Many think the word Gethsemane is from the Aramaic ‘gat-smane’ which means olive press so it may well have been the place where the olives from the Mount of Olives were taken for pressing. The name may also be used significantly to indicate the place where Jesus was pressed – came under the greatest personal pressure. It is now night time and Jesus enters into this great emotional agony. His prayer is almost one of pleading that the cup be taken from him. Can’t his Father stop this, whatever this is going to be? Jesus knows the forces against him are mounting. But in prayer he comes to the conclusion that as ever it is his Father’s will that is important. He asks his closest friends to stay awake with him – his only request and they fail. Then in this place this apart from the glimpse between Jesus and Peter in the courtyard, which only occurs in Luke’s gospel, this is the last time the disciples see him before his death.
He then goes on to what we call the trials – before the High Priests and the Sanhedrin, before Pontius Pilate and in Luke’s gospel also before Herod. We have a problem about the sources of information for the trials if none of the close disciples were there. Who are the witnesses of what happened? There have been two suggestions. There are two people in the outer circle of disciples or perhaps a better word is sympathizers, who were members of the Sanhedrin – Nicodemus who came to Jesus at night, and Joseph of Arimathea who provided the tomb for Jesus’ burial. Both could have been witnesses to the Sanhedrin trial, but the trial before Pilate and that in Luke before Herod, we do not know. It begs a question about who was there who might have become a disciple later and then provided the traditions of what happened in the trials. There may be several significant players in the night’s events, both in the Jewish and Roman trials, who later came to faith in Jesus. They have contributed to the story but are unnamed and unknown to us. There may well have been witnesses to what happened to Jesus that night, who became disciples, provided the information that later was written down by the gospel writers to give us the great passion narratives, which so enrich our faith. Sometimes we may feel that we are an insignificant disciple, but who knows what our quiet contribution is doing in someone’s life?

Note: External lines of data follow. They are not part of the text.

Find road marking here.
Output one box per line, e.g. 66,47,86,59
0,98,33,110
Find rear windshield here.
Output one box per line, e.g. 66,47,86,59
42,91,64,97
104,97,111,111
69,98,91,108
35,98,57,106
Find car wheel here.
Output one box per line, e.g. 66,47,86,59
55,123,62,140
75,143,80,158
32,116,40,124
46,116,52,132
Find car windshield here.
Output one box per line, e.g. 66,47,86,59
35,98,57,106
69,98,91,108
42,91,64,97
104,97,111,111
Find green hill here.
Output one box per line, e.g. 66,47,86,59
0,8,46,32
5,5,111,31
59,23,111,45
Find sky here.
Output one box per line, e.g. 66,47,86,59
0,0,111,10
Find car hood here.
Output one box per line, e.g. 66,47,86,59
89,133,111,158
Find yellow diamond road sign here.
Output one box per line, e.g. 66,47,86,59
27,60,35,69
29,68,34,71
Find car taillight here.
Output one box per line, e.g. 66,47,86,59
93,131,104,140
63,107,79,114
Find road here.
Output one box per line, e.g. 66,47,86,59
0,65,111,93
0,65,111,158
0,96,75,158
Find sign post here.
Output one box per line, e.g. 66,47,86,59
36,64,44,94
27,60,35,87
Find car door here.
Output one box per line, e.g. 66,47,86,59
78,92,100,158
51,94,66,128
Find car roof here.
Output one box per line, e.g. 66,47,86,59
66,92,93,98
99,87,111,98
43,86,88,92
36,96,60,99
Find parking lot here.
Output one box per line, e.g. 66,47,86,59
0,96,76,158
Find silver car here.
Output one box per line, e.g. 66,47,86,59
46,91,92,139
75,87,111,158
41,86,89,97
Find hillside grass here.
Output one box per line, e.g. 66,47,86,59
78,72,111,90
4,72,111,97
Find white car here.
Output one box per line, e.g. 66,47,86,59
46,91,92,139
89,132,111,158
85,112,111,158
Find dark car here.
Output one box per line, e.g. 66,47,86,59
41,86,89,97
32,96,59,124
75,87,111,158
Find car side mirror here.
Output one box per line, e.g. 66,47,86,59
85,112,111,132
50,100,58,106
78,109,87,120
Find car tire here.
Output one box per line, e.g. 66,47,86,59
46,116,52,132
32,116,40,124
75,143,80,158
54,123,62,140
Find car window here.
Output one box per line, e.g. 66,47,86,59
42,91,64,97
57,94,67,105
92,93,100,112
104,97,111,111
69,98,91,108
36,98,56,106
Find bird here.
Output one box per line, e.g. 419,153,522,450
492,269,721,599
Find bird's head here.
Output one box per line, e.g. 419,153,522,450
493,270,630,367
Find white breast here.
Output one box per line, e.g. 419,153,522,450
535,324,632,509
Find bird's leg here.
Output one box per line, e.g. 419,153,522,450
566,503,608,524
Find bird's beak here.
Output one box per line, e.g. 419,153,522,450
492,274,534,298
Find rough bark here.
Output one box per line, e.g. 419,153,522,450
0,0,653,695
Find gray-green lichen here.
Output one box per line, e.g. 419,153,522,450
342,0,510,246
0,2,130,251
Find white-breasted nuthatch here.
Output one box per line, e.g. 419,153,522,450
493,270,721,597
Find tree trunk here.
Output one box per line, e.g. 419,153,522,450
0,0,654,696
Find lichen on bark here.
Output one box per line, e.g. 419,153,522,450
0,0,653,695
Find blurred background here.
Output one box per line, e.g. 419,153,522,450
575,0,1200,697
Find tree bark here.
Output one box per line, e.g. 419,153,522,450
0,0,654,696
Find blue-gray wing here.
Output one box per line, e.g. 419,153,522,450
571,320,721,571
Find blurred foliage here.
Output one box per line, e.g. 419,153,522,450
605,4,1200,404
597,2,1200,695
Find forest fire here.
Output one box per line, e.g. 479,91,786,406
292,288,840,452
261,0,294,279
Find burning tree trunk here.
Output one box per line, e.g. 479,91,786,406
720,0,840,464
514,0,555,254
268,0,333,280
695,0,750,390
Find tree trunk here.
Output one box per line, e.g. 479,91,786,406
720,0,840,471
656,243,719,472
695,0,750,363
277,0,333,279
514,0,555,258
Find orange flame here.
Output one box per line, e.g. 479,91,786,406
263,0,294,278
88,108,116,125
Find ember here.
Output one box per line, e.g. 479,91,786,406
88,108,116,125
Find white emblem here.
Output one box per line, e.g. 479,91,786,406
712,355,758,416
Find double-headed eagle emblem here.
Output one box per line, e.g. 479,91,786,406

But back to the trials. Jesus wasn’t the only person on trial that night. I am not talking of the thieves crucified with him or of Barrabas released instead of him. I am talking of Peter. He did not have a formal court trial, but he did face a time of trial through that long, dark night. Confident Peter – what did he say in the passage we heard from Mark’s gospel? “Even though all become deserters, I will not”. And yet later that night, as Jesus has predicted, Peter will deny knowing his Lord three times. Peter’s trial in the courtyard of the High Priest is interwoven in the text into the trial of Jesus. Here are two people under pressure, acting in very different ways. Jesus stays incredibly calm as he is questioned about who he is; whereas Peter’s denial becomes greater the more he is questioned.
In Luke’s gospel, at the point when Jesus goes off to pray at Gethsamene and leaves the disciples to keep watch and stay awake, he says to them “pray that you may not come into the time of trial”. If only they had stayed awake and prayed that prayer. Peter as he comes into his time of trial denies his Lord and upon that realization weeps bitterly. What Paula Gooder suggests is that on the night in his time of trial, Peter did not only deny his Lord, he denied who he himself really was. Peter had followed Jesus with a passion, he had risked his life walking on the water, but here in the courtyard fear drove him not only to deny his Lord but to deny the Peter he really was. Brought to his time of trial he failed. Thank goodness that Peter, the real Peter, was restored, not just forgiven. We got the old Peter back – the same, but a good deal wiser – to lead the early church with passion and conviction. Never again, I expect, would he forget to pray the prayer that Jesus had taught him –“do not bring us to the time of trial”.